Researchers examined data in the Korean National Health Insurance Service database on 6,877 patients who initiated PPI therapy and 6,877 propensity matched controls who didn’t use PPIs. Over a median follow-up of 4.4 years in the PPI group, 118 patients developed gastric cancer, compared with 40 cases of gastric cancer in the non-PPI group followed for a median 4.2 years.
Compared with non-PPI users, patients who used PPIs for 30 days or more were significantly more likely to develop gastric cancer (hazard ratio 2.37).
In addition, researchers found the subset of patients with eradicated chronic H. pylori infection were significantly more likely to develop gastric cancer if they used PPIs for 180 days or more than if they didn’t use the medications (HR 2.22).
“The findings from this study tell us that the increased risk is unlikely to be related to H. pylori and further raises the specter that this risk may be attributable to the drug itself,” said Dr. Ziyad Al-Aly, chief of the research and development service at the VA Saint Louis Health Care System in Missouri.
“It is increasingly clear that PPIs are associated with a host of adverse events including gastric cancer,” Dr. Al-Aly, who wasn’t involved in the study, said by email. “The evidence keeps mounting from different studies done by different groups in different countries using a range of methods including causal inference methods.”
Patients were matched for usage of medications thought to influence the risk of gastric cancer including aspirin, metformin, NSAIDs, antirheumatic drugs, and statins.
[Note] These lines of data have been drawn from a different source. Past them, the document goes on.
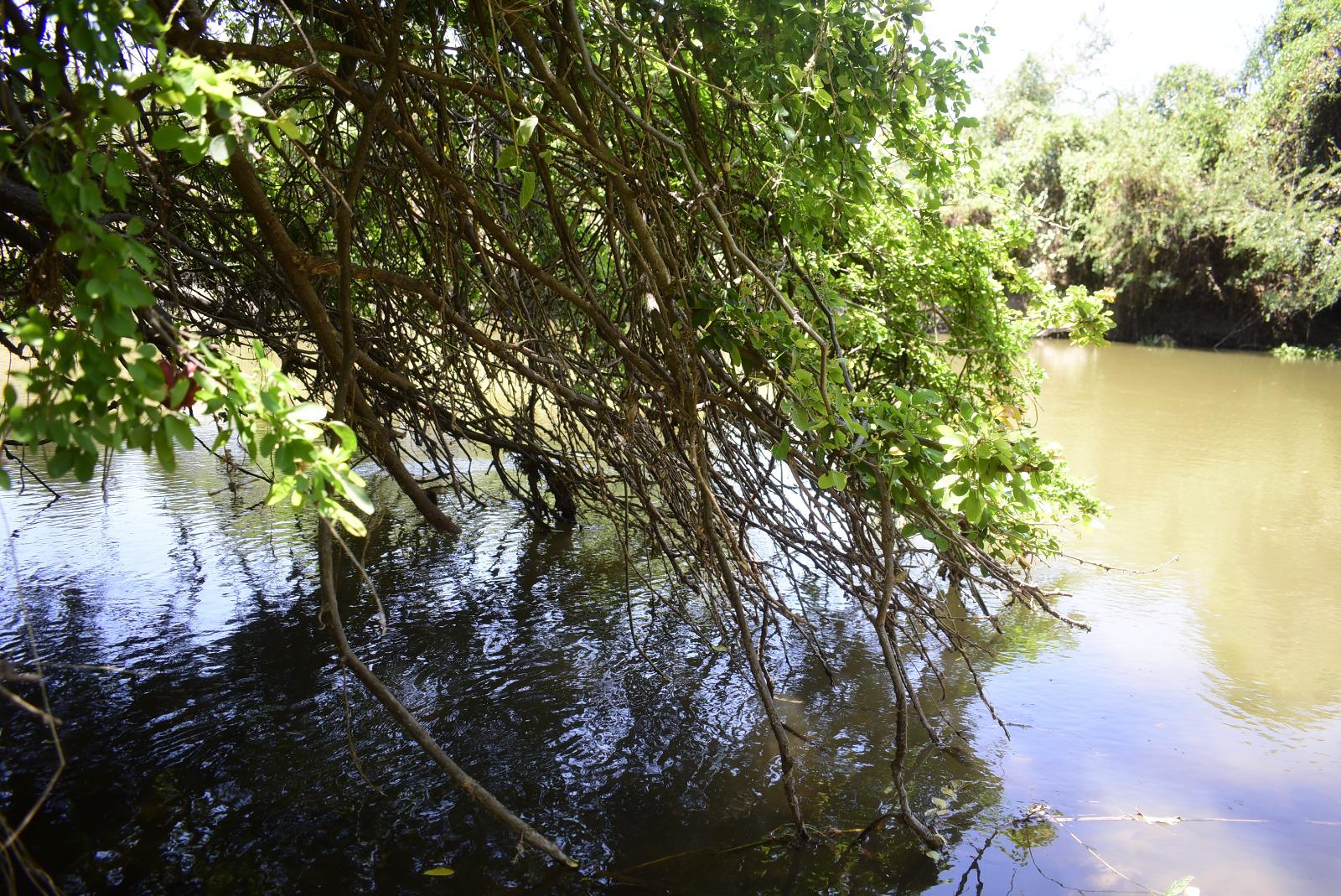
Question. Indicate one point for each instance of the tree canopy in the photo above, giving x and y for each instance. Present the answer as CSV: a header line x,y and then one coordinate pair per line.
x,y
1211,205
679,265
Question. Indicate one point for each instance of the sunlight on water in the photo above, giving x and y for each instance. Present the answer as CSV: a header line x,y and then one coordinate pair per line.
x,y
216,758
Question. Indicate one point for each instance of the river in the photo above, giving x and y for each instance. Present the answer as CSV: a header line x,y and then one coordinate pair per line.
x,y
208,733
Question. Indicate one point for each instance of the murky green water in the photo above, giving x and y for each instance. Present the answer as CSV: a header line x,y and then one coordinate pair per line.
x,y
219,759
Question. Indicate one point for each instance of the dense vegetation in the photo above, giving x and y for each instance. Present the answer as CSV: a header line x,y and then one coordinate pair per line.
x,y
1211,205
681,266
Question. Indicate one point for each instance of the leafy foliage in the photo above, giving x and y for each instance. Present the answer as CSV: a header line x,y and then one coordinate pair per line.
x,y
1218,196
690,258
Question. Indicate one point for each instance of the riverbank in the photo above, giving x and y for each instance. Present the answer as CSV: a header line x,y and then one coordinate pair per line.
x,y
215,755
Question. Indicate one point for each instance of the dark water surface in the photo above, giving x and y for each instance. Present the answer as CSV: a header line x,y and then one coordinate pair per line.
x,y
216,757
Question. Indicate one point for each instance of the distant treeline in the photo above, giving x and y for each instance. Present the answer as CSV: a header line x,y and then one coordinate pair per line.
x,y
1213,205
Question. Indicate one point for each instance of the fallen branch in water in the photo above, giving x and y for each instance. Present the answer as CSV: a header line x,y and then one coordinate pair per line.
x,y
406,721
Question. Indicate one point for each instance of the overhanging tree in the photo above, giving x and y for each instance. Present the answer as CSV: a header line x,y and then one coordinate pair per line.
x,y
679,265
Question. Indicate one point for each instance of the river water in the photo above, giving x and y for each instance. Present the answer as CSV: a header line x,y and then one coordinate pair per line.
x,y
1195,731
H. pylori eradication therapy was provided for 2.9% of PPI users and 2.5% of non-PPI users in the study.
One limitation of the study is that researchers lacked data on H. pylori infection status and on results from rapid urease or urea breath tests to confirm eradication status, the authors note in Gut. Senior author Dr. Woon Geon Shin of Kangdong Sacred Heart Hospital and Hallym University College of Medicine in Seoul, South Korea, didn’t respond to requests for comment.
It’s also possible that the PPI cohort had patients with more severe cases of H. Pylori and ulcers than the non-PPI group because PPIs have superior gastric pH control over alternative therapies, said Ruben Abagyan, a professor of pharmacy at the University of California, San Diego, who wasn’t involved in the study.
“Thus, higher occurrences of gastric cancer might have been the consequence of the underlying condition that is correlated with the treatment rather than the treatment,” Abagyan said by email.
Even so, clinicians should be aware that H. pylori eradication by itself isn’t sufficient to entirely prevent gastric cancer, Abagyan said.
“The gastrointestinal ulcers as open sores result in continuous and often chronic inflammation, which increases the risk of gastrointestinal cancers,” Abagyan said. “This risk may be increased by the infection; however, the infection is not the main culprit.”